Despite recent improvements in India’s economic stability, the hangover from India’s credit fueled boom isn’t over yet.  Estimates of the percentage of bank loans that are “impaired” — where repayment of the loan is classified as doubtful — run as high as 9%.  Following the global financial crisis in 2008 and 2009, India joined countries around the world in rapidly pumping money into the financial system to prevent a prolonged global recession.
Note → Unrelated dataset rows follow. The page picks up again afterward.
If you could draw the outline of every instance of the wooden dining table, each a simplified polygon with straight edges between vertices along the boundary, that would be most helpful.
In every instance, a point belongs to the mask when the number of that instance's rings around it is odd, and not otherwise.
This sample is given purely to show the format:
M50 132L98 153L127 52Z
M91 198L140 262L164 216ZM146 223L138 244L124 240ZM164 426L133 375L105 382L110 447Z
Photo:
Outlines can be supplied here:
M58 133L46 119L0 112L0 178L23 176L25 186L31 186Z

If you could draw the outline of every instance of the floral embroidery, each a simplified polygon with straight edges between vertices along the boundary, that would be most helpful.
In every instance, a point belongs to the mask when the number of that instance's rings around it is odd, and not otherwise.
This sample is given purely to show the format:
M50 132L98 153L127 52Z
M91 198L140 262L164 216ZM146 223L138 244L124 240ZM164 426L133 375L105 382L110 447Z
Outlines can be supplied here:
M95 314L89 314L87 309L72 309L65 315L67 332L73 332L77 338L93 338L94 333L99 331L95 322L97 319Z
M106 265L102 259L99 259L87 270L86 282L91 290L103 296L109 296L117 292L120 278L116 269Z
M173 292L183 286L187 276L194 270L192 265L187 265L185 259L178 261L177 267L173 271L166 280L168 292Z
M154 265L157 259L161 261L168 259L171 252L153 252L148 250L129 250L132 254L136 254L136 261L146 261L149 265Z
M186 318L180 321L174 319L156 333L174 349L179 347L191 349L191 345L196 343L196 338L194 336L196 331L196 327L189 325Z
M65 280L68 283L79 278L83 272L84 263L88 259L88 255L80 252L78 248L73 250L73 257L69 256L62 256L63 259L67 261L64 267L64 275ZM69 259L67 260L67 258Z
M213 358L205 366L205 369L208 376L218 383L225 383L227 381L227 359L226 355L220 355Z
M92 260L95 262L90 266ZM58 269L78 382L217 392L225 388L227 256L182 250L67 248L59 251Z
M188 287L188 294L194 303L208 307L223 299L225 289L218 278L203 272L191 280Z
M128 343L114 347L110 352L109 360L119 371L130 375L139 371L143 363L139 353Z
The strategy of cheaper and more available money, much of it flowing through India’s banks, succeeded and resulted in the country’s growth.  However, overreliance on interest-rate sensitive bank loans, slowing global GDP growth rates, and uncertain domestic economic policies exposed the vulnerabilities of India’s banks.  Bad debts and missed loan repayments started to pile up quickly.  The consequences of shortcomings in the insolvency process are far-reaching since bad debts can create difficulty in extending new loans even in good economic times.

The Indian government has undertaken some important steps to address the bad debt problem.  India’s Finance Ministry within the newly elected Modi administration shifted away from its historical tendency to recapitalize India’s public sector banks with taxpayer money.  Instead, it has publicly favored selling equity stakes in public sector banks to private investors in order to repair bank balance sheets.  The India’s Reserve Bank (RBI) has also recently instituted requirements that India’s banks replace their traditional ad-hoc approach to resolving non-repayment with a standardized system for classification and information sharing about perennial defaulters.  Such measures reflect a growing recognition amongst Indian policymakers that the extent of the bad debt problem can no longer be ignored.
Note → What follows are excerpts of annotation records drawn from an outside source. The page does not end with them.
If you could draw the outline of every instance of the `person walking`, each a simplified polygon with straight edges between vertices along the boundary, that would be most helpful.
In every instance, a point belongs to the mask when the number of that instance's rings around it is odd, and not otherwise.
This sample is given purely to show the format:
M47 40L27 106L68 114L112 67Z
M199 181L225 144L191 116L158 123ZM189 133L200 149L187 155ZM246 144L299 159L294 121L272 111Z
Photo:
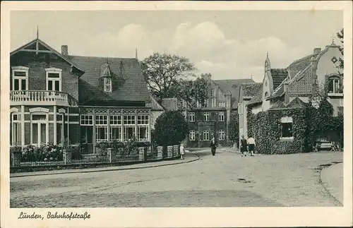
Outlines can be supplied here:
M253 151L255 150L255 139L253 136L250 136L250 138L248 138L248 146L249 151L251 152L250 156L253 156Z
M246 157L246 152L248 151L248 142L246 139L241 135L241 139L240 140L240 152L241 153L241 157Z
M212 138L210 145L211 145L212 156L215 156L216 154L217 143L216 141L215 140L214 137Z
Nevertheless, these measures are not enough.  In order to make meaningful strides in settling bad debts, and to prevent their re-occurrence in subsequent economic downturns, policymakers will need to address two key obstacles — chronic backlogs in India’s judicial system and the lack of a cohesive bankruptcy code in India.

India currently has no consistent framework for dealing with bankruptcies.  Companies in different industries face varying degrees of legal and government supervision in the liquidation process.  In many instances, supervised debt restructuring occurs only when companies face imminent crisis.  Further compounding this problem is the fact that court delays in India can cause bankruptcy proceedings to take years.  According to a well-publicized report written by current RBI governor Raghuram Rajan, the average time taken to close a business in India is 10 years, compared with 1.7 years in China.  This report also highlights abysmally low asset recovery rates in India—12% at the end of a bankruptcy process compared with China’s 36%.  

There’s no doubt that the Indian government recognizes that bad debt can impair the country’s long term growth.  What remains to be seen is whether the Modi administration will undertake initiatives to create an organized bankruptcy code, one that does not fall victim to India’s judicial backlog.  The signs are encouraging.  The Bankruptcy Law Reform Committee, a committee recently constituted by the Finance Ministry, released a report recommending drastic changes to current laws and laying out a clear roadmap for implementation. The report uses definitive language to describe the limitations and inconsistencies of the current bankruptcy framework, and its recommendations borrow heavily from best practices in the US, Sweden, and the UK.  The report’s proposals, if implemented, could herald a new era in how India’s economy resolves bad debts.